Python debugging in Visual Studio Code

General notes

  • Nodes are operations, edges are Tensor objects.
  • The general concept of a TensorFlow graph is - we define the graph first, then send data through it.
  • Naming
    • A Tensor object can have a manually specified name
    • More than one Tensor object in the same graph cannot have the same name, so if you specify the same name for more than one TF will append an underscore and a number to a duplicate
    • Tensor objects in different graphs can have the same name
  • Read something about TF not playing nicely with Python 3, but I haven’t run into those cases with the examples (other than having to fix print)
  • TensorFlow is closely coupled with numpy
  • Need to read up on a lot of the mentioned math concepts, the last optimization example was pushing it.
  • Specify different subdirectories in the root logging dir for TensorBoard per graph to make a nicer separation in TensorBoard UI.
  • Quite a few pre-trained models are already available..but it seems like the training is going to be the fun part.
  • Construction phase -> training phase on training data -> testing phase on test data (do not reuse training data)

Example 3-1

Example 3-1 provided code for a graph and then a visual (non TensorBoard) representation of that graph. Before peeking at the visual I made my own to compare to the “answer”:

My example graph

Example 3-2

Example 3-2 gave a fun challenge! The book provides two visual representations of graphs and the task is to create those graphs in TensorFlow.
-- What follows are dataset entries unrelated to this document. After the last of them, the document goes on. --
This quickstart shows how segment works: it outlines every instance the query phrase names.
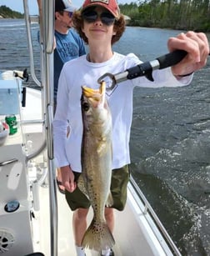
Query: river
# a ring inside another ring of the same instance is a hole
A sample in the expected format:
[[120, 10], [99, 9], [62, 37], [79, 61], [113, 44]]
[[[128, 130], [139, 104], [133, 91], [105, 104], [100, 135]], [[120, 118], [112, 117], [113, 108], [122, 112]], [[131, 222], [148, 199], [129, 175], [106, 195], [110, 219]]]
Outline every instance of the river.
[[[39, 77], [38, 30], [34, 24]], [[24, 21], [2, 19], [0, 33], [0, 70], [30, 73]], [[128, 27], [113, 48], [152, 60], [168, 53], [168, 38], [179, 33]], [[209, 73], [210, 59], [188, 87], [136, 88], [133, 96], [132, 173], [182, 255], [210, 255]]]

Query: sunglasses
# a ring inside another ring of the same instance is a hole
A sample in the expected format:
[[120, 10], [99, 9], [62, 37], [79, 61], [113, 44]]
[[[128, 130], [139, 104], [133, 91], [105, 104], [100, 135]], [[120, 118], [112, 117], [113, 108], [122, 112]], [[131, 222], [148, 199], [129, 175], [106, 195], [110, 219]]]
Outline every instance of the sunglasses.
[[114, 16], [110, 13], [102, 13], [98, 15], [95, 11], [88, 11], [82, 13], [82, 17], [88, 23], [94, 23], [99, 17], [102, 23], [107, 26], [113, 24], [115, 21]]
[[68, 12], [68, 16], [69, 18], [72, 18], [73, 13], [72, 12]]

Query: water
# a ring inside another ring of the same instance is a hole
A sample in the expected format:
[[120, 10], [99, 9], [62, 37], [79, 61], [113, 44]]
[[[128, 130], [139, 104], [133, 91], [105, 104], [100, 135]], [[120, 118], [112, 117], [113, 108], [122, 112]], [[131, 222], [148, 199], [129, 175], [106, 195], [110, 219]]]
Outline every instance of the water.
[[[33, 24], [39, 77], [38, 29]], [[128, 28], [114, 49], [152, 60], [178, 33]], [[30, 71], [24, 21], [0, 20], [0, 70]], [[210, 59], [188, 87], [134, 92], [132, 173], [182, 255], [210, 255], [209, 73]]]

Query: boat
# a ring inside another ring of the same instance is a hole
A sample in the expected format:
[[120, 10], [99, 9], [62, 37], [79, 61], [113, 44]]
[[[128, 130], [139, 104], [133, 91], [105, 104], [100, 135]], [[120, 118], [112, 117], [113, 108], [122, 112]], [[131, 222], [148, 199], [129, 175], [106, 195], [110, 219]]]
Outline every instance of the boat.
[[[0, 71], [0, 120], [6, 131], [0, 137], [1, 256], [76, 255], [72, 212], [57, 188], [53, 161], [53, 4], [43, 1], [41, 81], [34, 71], [31, 36], [31, 23], [38, 17], [29, 15], [28, 0], [23, 0], [24, 16], [30, 75], [36, 87], [23, 84], [26, 71]], [[10, 129], [8, 118], [15, 118]], [[90, 209], [89, 222], [92, 217]], [[125, 209], [116, 211], [115, 217], [115, 255], [181, 255], [132, 177]], [[86, 255], [98, 252], [87, 249]]]

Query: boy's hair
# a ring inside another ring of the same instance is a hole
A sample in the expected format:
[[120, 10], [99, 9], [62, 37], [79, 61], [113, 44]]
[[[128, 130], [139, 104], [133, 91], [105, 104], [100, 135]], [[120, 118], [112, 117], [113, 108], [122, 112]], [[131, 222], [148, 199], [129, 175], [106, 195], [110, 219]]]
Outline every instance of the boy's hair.
[[[83, 39], [85, 43], [88, 44], [88, 39], [87, 38], [85, 33], [82, 32], [84, 21], [82, 19], [81, 11], [76, 11], [73, 13], [72, 22], [73, 26], [78, 31], [80, 37]], [[125, 31], [125, 27], [126, 23], [124, 16], [122, 14], [120, 14], [119, 19], [115, 20], [113, 24], [113, 31], [116, 32], [116, 35], [112, 36], [112, 45], [120, 39], [123, 32]]]

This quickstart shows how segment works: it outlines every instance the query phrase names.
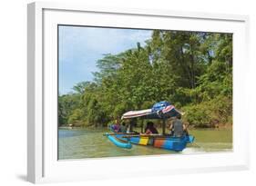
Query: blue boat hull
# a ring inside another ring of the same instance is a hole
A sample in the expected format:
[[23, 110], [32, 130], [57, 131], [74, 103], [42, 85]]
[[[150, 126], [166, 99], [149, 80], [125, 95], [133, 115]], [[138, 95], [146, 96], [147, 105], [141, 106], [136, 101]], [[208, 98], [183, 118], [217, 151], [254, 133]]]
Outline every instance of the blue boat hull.
[[127, 137], [129, 135], [128, 133], [122, 133], [115, 134], [115, 138], [118, 139], [120, 142], [123, 142], [125, 143], [133, 143], [133, 144], [139, 144], [139, 145], [149, 145], [153, 146], [155, 148], [160, 148], [160, 149], [166, 149], [169, 151], [175, 151], [175, 152], [181, 152], [183, 151], [187, 143], [193, 142], [194, 137], [191, 135], [189, 136], [183, 136], [183, 137], [172, 137], [172, 136], [132, 136], [132, 137]]

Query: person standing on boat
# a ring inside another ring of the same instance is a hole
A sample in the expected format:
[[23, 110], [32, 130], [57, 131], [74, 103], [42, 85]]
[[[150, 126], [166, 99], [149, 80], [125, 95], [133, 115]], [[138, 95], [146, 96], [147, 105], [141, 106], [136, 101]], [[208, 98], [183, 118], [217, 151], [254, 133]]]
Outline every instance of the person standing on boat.
[[120, 122], [117, 119], [116, 123], [112, 125], [112, 129], [115, 132], [118, 132], [120, 131]]
[[154, 122], [147, 122], [147, 126], [145, 128], [146, 134], [159, 133], [158, 130], [154, 126]]
[[120, 132], [127, 132], [128, 127], [125, 122], [122, 122], [121, 126], [120, 126]]
[[178, 114], [176, 116], [176, 119], [169, 126], [169, 130], [174, 137], [181, 137], [187, 134], [186, 126], [181, 121], [181, 114]]

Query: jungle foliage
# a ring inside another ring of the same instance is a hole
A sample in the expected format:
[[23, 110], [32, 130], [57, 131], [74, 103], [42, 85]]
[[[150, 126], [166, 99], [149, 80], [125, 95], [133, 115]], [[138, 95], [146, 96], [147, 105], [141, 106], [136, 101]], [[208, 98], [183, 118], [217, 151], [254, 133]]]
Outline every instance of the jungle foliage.
[[59, 95], [59, 124], [105, 126], [159, 101], [195, 127], [232, 123], [232, 34], [155, 30], [146, 43], [105, 54], [94, 81]]

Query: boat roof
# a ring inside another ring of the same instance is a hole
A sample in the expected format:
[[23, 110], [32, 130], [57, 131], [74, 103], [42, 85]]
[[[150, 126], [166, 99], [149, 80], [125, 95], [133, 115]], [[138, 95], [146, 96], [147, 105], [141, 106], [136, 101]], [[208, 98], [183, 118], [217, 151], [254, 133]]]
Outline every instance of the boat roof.
[[173, 105], [169, 105], [164, 109], [157, 112], [152, 112], [152, 109], [140, 111], [129, 111], [122, 115], [122, 119], [141, 118], [141, 119], [168, 119], [178, 114], [183, 113], [178, 111]]

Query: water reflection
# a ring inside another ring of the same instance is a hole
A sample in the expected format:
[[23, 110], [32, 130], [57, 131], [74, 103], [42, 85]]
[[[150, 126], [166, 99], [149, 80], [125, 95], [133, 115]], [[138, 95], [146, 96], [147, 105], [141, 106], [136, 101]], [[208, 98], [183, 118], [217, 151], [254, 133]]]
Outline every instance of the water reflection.
[[111, 143], [103, 133], [107, 129], [59, 129], [58, 159], [85, 159], [117, 156], [138, 156], [172, 153], [201, 153], [227, 152], [232, 150], [231, 130], [194, 130], [195, 143], [188, 145], [181, 152], [175, 152], [150, 146], [133, 145], [132, 149], [122, 149]]

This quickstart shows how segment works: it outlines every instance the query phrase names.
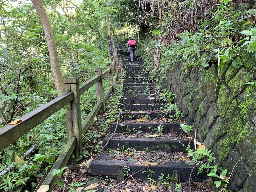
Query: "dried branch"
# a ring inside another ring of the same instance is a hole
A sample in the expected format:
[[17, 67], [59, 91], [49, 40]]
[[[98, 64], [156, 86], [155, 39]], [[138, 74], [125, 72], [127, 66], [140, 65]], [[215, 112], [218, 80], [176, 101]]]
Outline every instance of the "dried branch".
[[182, 22], [182, 21], [181, 20], [181, 19], [180, 19], [180, 17], [179, 16], [179, 14], [178, 12], [178, 11], [177, 10], [177, 9], [176, 9], [176, 8], [174, 7], [174, 6], [168, 0], [165, 0], [165, 1], [166, 1], [166, 2], [167, 2], [168, 4], [171, 7], [172, 7], [172, 8], [173, 10], [174, 10], [174, 12], [176, 13], [176, 15], [177, 15], [177, 17], [178, 17], [178, 20], [179, 21], [179, 24], [181, 25], [181, 26], [182, 26], [186, 30], [187, 30], [189, 31], [191, 31], [191, 29], [189, 27], [188, 27], [186, 26], [183, 23], [183, 22]]

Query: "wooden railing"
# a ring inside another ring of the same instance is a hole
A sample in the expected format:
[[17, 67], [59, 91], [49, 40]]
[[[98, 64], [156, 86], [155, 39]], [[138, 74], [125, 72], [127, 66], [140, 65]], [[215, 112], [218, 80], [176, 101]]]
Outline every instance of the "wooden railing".
[[[84, 135], [98, 113], [102, 114], [105, 111], [105, 102], [114, 89], [118, 79], [117, 50], [114, 42], [111, 42], [114, 51], [112, 63], [107, 64], [108, 69], [102, 72], [101, 68], [95, 70], [95, 77], [85, 83], [79, 86], [79, 80], [75, 78], [65, 80], [66, 93], [19, 118], [22, 122], [15, 125], [7, 125], [0, 129], [0, 152], [4, 150], [47, 118], [66, 106], [67, 110], [68, 141], [50, 172], [54, 169], [64, 167], [74, 152], [75, 158], [83, 155], [82, 134]], [[103, 79], [107, 76], [109, 88], [104, 94]], [[98, 102], [82, 124], [80, 96], [95, 84], [96, 84]], [[44, 179], [45, 179], [44, 180]], [[57, 182], [58, 176], [49, 174], [44, 177], [37, 188], [41, 185], [48, 185], [51, 191]]]
[[122, 40], [123, 36], [124, 39], [125, 38], [126, 36], [128, 39], [128, 38], [129, 37], [129, 36], [131, 36], [131, 35], [132, 36], [133, 36], [133, 34], [131, 34], [131, 33], [128, 33], [127, 32], [127, 33], [123, 33], [122, 34], [116, 35], [114, 36], [114, 37], [113, 37], [113, 39], [114, 39], [115, 40], [115, 42], [117, 43], [118, 42], [119, 37], [121, 40]]

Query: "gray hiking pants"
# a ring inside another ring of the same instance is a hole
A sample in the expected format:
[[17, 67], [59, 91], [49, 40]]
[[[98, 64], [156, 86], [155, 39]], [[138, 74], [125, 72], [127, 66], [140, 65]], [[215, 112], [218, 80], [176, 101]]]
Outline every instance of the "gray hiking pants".
[[129, 49], [129, 51], [130, 51], [130, 54], [131, 54], [131, 61], [133, 60], [133, 52], [136, 50], [136, 48], [133, 47], [130, 47]]

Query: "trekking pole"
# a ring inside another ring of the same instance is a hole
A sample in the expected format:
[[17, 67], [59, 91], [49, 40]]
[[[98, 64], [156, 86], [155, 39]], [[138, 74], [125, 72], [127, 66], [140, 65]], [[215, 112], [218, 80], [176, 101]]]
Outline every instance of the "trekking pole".
[[136, 52], [136, 51], [135, 51], [135, 54], [136, 54], [136, 57], [137, 58], [137, 61], [138, 61], [139, 60], [138, 59], [138, 57], [137, 56], [137, 53]]

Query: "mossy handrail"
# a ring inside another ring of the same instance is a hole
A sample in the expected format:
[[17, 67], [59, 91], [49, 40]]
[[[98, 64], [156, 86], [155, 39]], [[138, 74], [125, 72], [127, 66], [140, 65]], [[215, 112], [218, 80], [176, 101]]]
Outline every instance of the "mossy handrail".
[[[66, 106], [68, 109], [66, 110], [68, 142], [49, 172], [64, 167], [73, 153], [76, 158], [80, 158], [83, 155], [82, 135], [86, 134], [97, 114], [104, 113], [105, 102], [114, 91], [114, 84], [118, 79], [117, 51], [113, 41], [111, 42], [111, 46], [114, 48], [115, 57], [112, 63], [107, 63], [108, 69], [103, 72], [101, 68], [96, 69], [95, 77], [80, 86], [78, 78], [65, 79], [66, 93], [20, 118], [19, 119], [22, 121], [20, 123], [6, 125], [0, 129], [0, 151]], [[109, 87], [104, 94], [103, 79], [107, 76]], [[95, 84], [98, 102], [82, 124], [80, 96]], [[52, 191], [58, 177], [48, 174], [43, 177], [35, 191], [39, 190], [41, 186], [46, 185], [50, 188], [48, 191]]]

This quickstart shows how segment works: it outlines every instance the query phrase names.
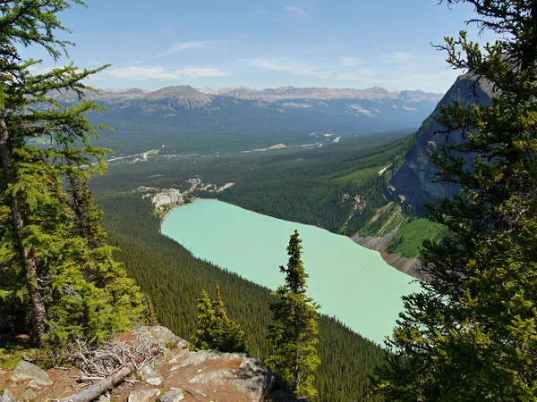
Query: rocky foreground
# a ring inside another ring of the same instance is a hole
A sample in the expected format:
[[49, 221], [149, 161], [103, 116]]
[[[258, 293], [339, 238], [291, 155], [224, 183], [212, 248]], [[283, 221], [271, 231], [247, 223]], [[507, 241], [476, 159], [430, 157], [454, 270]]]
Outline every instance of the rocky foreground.
[[[190, 351], [188, 343], [166, 327], [144, 328], [160, 345], [159, 356], [115, 388], [96, 398], [99, 402], [287, 401], [281, 391], [268, 395], [275, 376], [246, 354], [216, 350]], [[124, 339], [135, 339], [128, 334]], [[47, 371], [21, 361], [13, 371], [0, 371], [0, 402], [68, 402], [98, 381], [76, 368]], [[2, 388], [3, 387], [3, 388]]]

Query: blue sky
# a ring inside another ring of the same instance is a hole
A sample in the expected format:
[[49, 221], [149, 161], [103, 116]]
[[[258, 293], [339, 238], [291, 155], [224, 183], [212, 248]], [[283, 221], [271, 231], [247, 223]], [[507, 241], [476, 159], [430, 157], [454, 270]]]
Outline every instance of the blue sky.
[[[98, 88], [328, 87], [445, 92], [459, 71], [430, 43], [473, 16], [437, 0], [89, 0], [59, 15]], [[480, 42], [493, 39], [484, 35]], [[43, 58], [38, 49], [26, 56]], [[66, 61], [62, 60], [60, 63]]]

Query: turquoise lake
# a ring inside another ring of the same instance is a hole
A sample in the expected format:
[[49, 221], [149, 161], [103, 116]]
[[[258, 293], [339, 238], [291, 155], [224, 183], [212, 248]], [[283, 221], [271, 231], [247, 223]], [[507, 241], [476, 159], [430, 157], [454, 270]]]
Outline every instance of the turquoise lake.
[[401, 296], [420, 288], [376, 251], [323, 229], [215, 200], [175, 208], [162, 223], [162, 233], [195, 256], [272, 289], [284, 282], [279, 266], [287, 264], [286, 248], [295, 229], [310, 275], [308, 295], [321, 305], [321, 313], [382, 344], [403, 309]]

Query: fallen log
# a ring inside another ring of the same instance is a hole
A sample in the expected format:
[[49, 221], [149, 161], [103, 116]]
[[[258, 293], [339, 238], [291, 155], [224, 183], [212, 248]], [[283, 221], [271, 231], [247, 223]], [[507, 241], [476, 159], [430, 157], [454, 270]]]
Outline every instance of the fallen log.
[[115, 385], [123, 381], [127, 375], [130, 375], [132, 373], [134, 373], [135, 369], [136, 368], [134, 367], [134, 364], [129, 363], [110, 377], [107, 377], [97, 382], [96, 384], [93, 384], [88, 389], [84, 389], [83, 391], [79, 392], [78, 394], [74, 394], [71, 397], [67, 397], [64, 399], [61, 399], [60, 402], [90, 402], [92, 400], [95, 400], [98, 397], [100, 397], [107, 389], [114, 388]]

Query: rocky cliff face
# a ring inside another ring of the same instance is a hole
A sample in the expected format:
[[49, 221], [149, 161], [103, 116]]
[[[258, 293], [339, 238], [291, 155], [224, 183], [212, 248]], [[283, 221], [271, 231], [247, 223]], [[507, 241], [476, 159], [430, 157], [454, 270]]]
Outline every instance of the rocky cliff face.
[[462, 140], [459, 133], [438, 133], [442, 127], [435, 118], [439, 115], [439, 108], [452, 102], [459, 102], [463, 106], [473, 104], [491, 105], [492, 88], [486, 82], [475, 80], [467, 76], [460, 76], [449, 88], [434, 112], [420, 127], [415, 144], [406, 154], [405, 163], [395, 172], [391, 180], [392, 195], [405, 205], [413, 205], [419, 214], [425, 212], [425, 204], [437, 203], [439, 199], [449, 197], [458, 191], [458, 188], [447, 183], [434, 182], [435, 171], [429, 162], [429, 155], [443, 145], [453, 145]]

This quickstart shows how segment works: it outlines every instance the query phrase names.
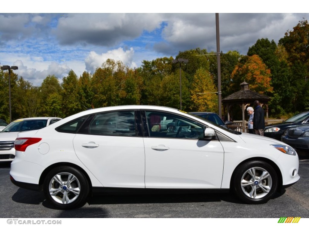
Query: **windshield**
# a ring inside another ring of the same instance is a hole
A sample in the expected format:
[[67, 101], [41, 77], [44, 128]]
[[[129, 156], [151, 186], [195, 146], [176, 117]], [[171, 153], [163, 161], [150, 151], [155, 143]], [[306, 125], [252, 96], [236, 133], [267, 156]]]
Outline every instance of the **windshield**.
[[2, 132], [36, 130], [46, 127], [47, 120], [17, 120], [10, 124]]
[[285, 122], [300, 123], [305, 120], [308, 116], [309, 116], [309, 112], [306, 111], [294, 116], [288, 119]]
[[0, 126], [7, 126], [7, 123], [4, 120], [0, 120]]
[[221, 120], [219, 116], [214, 113], [195, 113], [193, 115], [195, 116], [197, 116], [200, 117], [201, 117], [204, 119], [211, 122], [213, 124], [223, 126], [224, 125], [224, 123], [223, 123], [222, 120]]

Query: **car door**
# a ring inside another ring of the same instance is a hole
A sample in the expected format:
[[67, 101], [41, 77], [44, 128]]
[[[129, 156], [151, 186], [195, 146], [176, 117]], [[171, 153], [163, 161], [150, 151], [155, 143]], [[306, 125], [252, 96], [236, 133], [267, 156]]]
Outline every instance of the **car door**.
[[105, 187], [145, 188], [144, 143], [135, 113], [93, 115], [82, 122], [74, 138], [77, 156]]
[[[146, 188], [219, 188], [224, 152], [218, 140], [203, 140], [205, 126], [164, 111], [142, 113]], [[173, 118], [177, 131], [152, 124], [152, 116]]]

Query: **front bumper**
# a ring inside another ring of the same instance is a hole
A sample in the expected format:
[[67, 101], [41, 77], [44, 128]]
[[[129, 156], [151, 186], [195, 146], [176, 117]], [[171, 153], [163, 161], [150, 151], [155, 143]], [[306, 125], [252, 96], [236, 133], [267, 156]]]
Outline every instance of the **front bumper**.
[[295, 149], [309, 150], [309, 137], [292, 139], [286, 136], [283, 136], [281, 141]]

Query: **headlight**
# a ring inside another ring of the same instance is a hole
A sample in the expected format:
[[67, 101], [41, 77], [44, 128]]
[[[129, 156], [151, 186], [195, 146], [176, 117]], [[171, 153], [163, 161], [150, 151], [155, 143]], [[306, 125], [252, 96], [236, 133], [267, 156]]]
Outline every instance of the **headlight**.
[[303, 136], [305, 137], [308, 137], [309, 136], [309, 131], [306, 132], [304, 133], [303, 135]]
[[281, 144], [271, 144], [272, 146], [275, 148], [276, 148], [279, 151], [282, 152], [286, 154], [288, 154], [292, 156], [296, 156], [296, 151], [293, 148], [290, 146]]
[[280, 130], [280, 128], [277, 128], [277, 127], [274, 127], [273, 128], [267, 128], [265, 131], [264, 131], [264, 132], [276, 132], [279, 130]]

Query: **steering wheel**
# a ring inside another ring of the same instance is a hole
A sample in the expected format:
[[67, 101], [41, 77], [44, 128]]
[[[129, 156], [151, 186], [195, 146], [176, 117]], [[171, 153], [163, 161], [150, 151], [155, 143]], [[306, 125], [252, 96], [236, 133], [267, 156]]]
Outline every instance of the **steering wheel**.
[[180, 133], [181, 132], [182, 130], [182, 127], [180, 126], [177, 131], [177, 133], [176, 134], [176, 138], [178, 138], [180, 136]]

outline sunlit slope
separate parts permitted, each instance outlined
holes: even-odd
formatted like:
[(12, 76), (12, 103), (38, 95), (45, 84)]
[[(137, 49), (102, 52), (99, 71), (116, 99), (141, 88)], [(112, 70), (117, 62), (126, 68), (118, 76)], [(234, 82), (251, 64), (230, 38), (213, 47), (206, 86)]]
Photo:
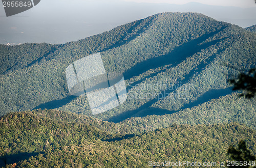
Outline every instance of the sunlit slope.
[[(255, 38), (239, 26), (202, 14), (164, 13), (77, 42), (50, 46), (49, 54), (27, 61), (27, 66), (3, 68), (1, 114), (53, 107), (91, 115), (86, 97), (69, 97), (65, 72), (72, 62), (99, 52), (107, 72), (123, 73), (128, 97), (96, 117), (119, 122), (146, 115), (152, 108), (177, 111), (197, 101), (204, 103), (200, 98), (212, 90), (231, 93), (226, 80), (238, 72), (230, 67), (245, 70), (255, 66)], [(167, 91), (170, 87), (176, 89)], [(184, 98), (173, 99), (180, 91)]]

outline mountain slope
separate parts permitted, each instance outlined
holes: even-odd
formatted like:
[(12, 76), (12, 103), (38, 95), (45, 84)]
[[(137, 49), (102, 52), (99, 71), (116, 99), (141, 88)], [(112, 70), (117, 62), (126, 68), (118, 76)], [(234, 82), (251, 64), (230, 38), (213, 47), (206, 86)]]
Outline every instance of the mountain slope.
[[(241, 139), (246, 141), (253, 154), (256, 150), (256, 131), (237, 123), (175, 124), (120, 137), (95, 126), (101, 122), (51, 110), (3, 116), (1, 165), (6, 162), (20, 167), (145, 167), (150, 160), (223, 161), (228, 159), (228, 146)], [(123, 129), (118, 124), (111, 128)]]
[(246, 30), (251, 32), (256, 32), (256, 25), (253, 25), (250, 27), (245, 28)]
[[(205, 103), (204, 97), (208, 101), (231, 94), (227, 79), (239, 72), (230, 67), (246, 71), (255, 66), (255, 40), (254, 33), (200, 14), (155, 15), (77, 42), (46, 47), (52, 50), (49, 54), (30, 60), (24, 54), (23, 60), (30, 61), (22, 68), (7, 70), (15, 63), (3, 67), (1, 113), (47, 108), (92, 116), (86, 97), (69, 96), (65, 71), (72, 62), (100, 52), (108, 73), (123, 73), (128, 97), (94, 117), (118, 122), (132, 116), (179, 113)], [(3, 53), (7, 53), (4, 47)]]

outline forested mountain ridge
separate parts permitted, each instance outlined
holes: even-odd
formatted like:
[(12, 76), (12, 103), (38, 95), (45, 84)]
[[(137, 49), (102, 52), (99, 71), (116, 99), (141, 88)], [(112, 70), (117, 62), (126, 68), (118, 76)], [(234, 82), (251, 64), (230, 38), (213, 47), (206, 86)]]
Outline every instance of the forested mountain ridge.
[(256, 32), (256, 25), (253, 25), (250, 27), (245, 28), (246, 30), (251, 32)]
[[(1, 66), (1, 113), (48, 108), (92, 116), (86, 97), (69, 96), (65, 71), (72, 62), (100, 52), (108, 72), (123, 73), (128, 97), (119, 106), (94, 117), (119, 122), (156, 114), (172, 121), (168, 125), (173, 123), (168, 115), (230, 94), (227, 79), (239, 71), (230, 67), (246, 71), (255, 66), (255, 38), (253, 33), (202, 14), (164, 13), (62, 45), (2, 45), (1, 58), (10, 60)], [(168, 91), (170, 87), (174, 89)], [(185, 96), (173, 98), (180, 93)], [(214, 106), (216, 113), (224, 111)], [(245, 104), (245, 111), (226, 108), (232, 114), (228, 122), (236, 121), (236, 113), (254, 116), (254, 107), (252, 102)], [(204, 117), (201, 121), (207, 121), (207, 116)], [(185, 123), (182, 118), (180, 123)]]
[(118, 123), (55, 110), (11, 113), (0, 118), (0, 166), (146, 167), (149, 161), (223, 161), (228, 160), (228, 146), (241, 139), (253, 154), (256, 151), (256, 131), (238, 123), (174, 124), (137, 135), (118, 133), (123, 129)]

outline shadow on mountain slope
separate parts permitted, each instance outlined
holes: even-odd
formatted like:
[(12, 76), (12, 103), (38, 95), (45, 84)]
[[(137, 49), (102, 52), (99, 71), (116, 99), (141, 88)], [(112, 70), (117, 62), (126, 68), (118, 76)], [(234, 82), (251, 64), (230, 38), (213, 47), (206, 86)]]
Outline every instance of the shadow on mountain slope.
[(19, 153), (1, 156), (0, 157), (0, 167), (5, 167), (7, 164), (13, 164), (22, 160), (28, 159), (30, 157), (34, 157), (40, 153), (44, 153), (44, 152)]
[[(191, 56), (202, 49), (206, 49), (209, 46), (216, 44), (221, 40), (223, 40), (223, 39), (216, 40), (199, 45), (200, 43), (205, 41), (208, 38), (221, 32), (225, 29), (225, 27), (223, 27), (218, 31), (205, 34), (197, 39), (181, 45), (175, 48), (170, 53), (166, 55), (147, 60), (138, 64), (134, 67), (132, 67), (131, 69), (124, 72), (123, 74), (124, 78), (125, 79), (130, 79), (133, 76), (143, 73), (150, 69), (160, 67), (166, 65), (170, 64), (174, 64), (174, 66), (177, 65), (186, 58)], [(156, 74), (152, 74), (151, 76), (155, 75)], [(131, 87), (132, 87), (132, 86), (141, 81), (142, 80), (140, 80), (139, 81), (136, 81), (130, 86), (130, 88), (127, 88), (126, 89), (127, 90), (129, 90)], [(54, 100), (45, 103), (42, 103), (33, 109), (38, 109), (40, 108), (41, 109), (47, 108), (49, 109), (59, 108), (69, 103), (76, 97), (76, 96), (69, 96), (60, 100)]]
[[(184, 109), (187, 108), (191, 108), (197, 106), (199, 104), (207, 102), (212, 99), (217, 99), (221, 96), (224, 96), (232, 93), (231, 88), (228, 88), (223, 89), (212, 89), (210, 90), (198, 98), (196, 101), (191, 103), (185, 104), (182, 107), (178, 110), (169, 110), (165, 109), (161, 109), (154, 107), (147, 107), (143, 109), (139, 108), (135, 110), (128, 111), (120, 114), (112, 119), (109, 120), (109, 121), (118, 123), (123, 121), (126, 119), (131, 117), (143, 117), (150, 115), (161, 116), (165, 114), (172, 114), (177, 113), (180, 110)], [(151, 105), (150, 104), (150, 105)]]
[(181, 45), (166, 55), (148, 59), (136, 64), (123, 73), (124, 79), (129, 79), (133, 76), (138, 76), (151, 69), (157, 68), (170, 64), (174, 64), (174, 65), (175, 66), (180, 63), (189, 56), (191, 56), (197, 52), (220, 42), (223, 39), (216, 40), (200, 45), (225, 27), (223, 27), (218, 31), (206, 34)]

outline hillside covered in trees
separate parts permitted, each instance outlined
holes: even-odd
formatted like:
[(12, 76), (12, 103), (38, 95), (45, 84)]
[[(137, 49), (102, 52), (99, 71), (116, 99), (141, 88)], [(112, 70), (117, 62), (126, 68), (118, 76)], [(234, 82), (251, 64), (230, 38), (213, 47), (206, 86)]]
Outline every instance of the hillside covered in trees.
[[(241, 139), (255, 154), (255, 98), (228, 82), (256, 67), (254, 28), (163, 13), (60, 45), (0, 45), (0, 165), (219, 162)], [(93, 115), (65, 70), (99, 52), (107, 74), (123, 74), (127, 99)]]
[(129, 134), (119, 133), (123, 129), (117, 123), (55, 110), (11, 113), (0, 119), (0, 165), (146, 167), (150, 161), (223, 162), (228, 160), (228, 146), (241, 139), (256, 151), (256, 131), (235, 123), (174, 124), (139, 134), (132, 133), (136, 126)]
However, the exercise did not provide solutions so I needed some other way to test how correct my result was. I ended up learning how to set up and start TensorBoard to have it visualize the graphs I made and compare them to the example graphs (which were not represented in the same TensorBoard format, but still gave me the ability to compare and make sure the node and edge connections looked correct):

Graph A

Example 3-2 Graph A

Graph B

Example 3-2 Graph B


I’m not sure when the rest of the book is being released, but while I wait I may as well use the time to brush up on the relevant math concepts.